Does the World Really Need Another Hadoop Distribution?

It’s easy to become fatigued by the sheer number of vendors offering their own distribution or packaging of Hadoop. You can buy Hadoop from Cloudera, Hortonworks, Greenplum, MapR, Oracle, Dell, and Microsoft just to name a few.

Not all of these offer a unique distribution of the Hadoop core, but all attempt to offer a unique value proposition through additional software utilities, hardware, or cloud packaging. Against that backdrop, Intel’s distribution of Hadoop appears, on the surface, to be an odd duck. Intel is not in the habit of offering software frameworks, and the brand, while ubiquitous, is not associated specifically with Hadoop, databases or big data software.

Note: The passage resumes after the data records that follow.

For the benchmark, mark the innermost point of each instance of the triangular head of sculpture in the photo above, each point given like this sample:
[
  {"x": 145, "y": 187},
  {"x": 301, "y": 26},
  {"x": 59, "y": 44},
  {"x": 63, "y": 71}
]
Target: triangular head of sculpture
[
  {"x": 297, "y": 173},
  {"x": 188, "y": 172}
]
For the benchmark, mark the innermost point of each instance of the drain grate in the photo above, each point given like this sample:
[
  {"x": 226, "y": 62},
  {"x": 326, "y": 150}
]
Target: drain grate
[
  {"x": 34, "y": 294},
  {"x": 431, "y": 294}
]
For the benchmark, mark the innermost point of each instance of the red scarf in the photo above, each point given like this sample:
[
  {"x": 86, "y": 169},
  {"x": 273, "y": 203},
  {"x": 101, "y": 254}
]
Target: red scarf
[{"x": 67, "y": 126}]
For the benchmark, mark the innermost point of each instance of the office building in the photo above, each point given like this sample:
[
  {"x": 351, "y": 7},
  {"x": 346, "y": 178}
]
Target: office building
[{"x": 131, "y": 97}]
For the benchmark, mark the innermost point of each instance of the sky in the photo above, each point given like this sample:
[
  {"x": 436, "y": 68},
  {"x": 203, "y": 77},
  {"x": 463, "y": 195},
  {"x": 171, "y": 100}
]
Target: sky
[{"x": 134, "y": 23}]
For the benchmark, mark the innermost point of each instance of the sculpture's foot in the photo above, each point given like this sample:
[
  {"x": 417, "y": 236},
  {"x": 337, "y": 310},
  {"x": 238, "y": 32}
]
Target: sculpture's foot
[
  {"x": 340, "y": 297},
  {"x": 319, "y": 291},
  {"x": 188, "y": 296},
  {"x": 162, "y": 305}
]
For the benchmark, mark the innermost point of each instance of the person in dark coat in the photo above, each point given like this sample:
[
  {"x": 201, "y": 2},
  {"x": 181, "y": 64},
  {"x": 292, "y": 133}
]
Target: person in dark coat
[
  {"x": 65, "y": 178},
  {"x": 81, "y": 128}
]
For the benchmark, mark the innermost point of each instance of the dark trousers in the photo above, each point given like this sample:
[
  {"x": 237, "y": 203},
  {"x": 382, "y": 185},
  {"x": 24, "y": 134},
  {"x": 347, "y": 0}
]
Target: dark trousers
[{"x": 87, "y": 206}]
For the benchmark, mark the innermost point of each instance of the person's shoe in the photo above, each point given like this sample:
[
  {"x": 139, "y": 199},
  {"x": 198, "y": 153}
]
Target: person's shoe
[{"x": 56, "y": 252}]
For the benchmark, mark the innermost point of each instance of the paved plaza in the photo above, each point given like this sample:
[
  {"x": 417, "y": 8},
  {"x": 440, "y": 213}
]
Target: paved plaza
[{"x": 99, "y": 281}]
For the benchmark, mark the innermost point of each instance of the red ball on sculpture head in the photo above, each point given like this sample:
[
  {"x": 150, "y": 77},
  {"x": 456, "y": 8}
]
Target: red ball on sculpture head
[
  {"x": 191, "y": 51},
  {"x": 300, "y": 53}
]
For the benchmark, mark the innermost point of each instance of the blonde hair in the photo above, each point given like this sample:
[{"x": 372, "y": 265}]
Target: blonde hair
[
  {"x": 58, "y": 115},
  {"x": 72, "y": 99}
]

Intel’s fundamental argument is that it’s in a unique position to provide a Hadoop distribution that is optimized “from the silicon up” for Hadoop. This is a somewhat debateable claim since Hadoop workloads—running in a Java Virtual Machine (JVM)—do not run particularly close to the metal. However, Intel does offer a number of highly optimized configurations for Hadoop, incorporating the latest Xeon processors, SSD accelerated storage and 10 Gigabit networking. However, it’s not clear that a tailored distribution of Hadoop is required to take advantage of these commendable hardware improvements: these reference architectures would accelerate any distribution.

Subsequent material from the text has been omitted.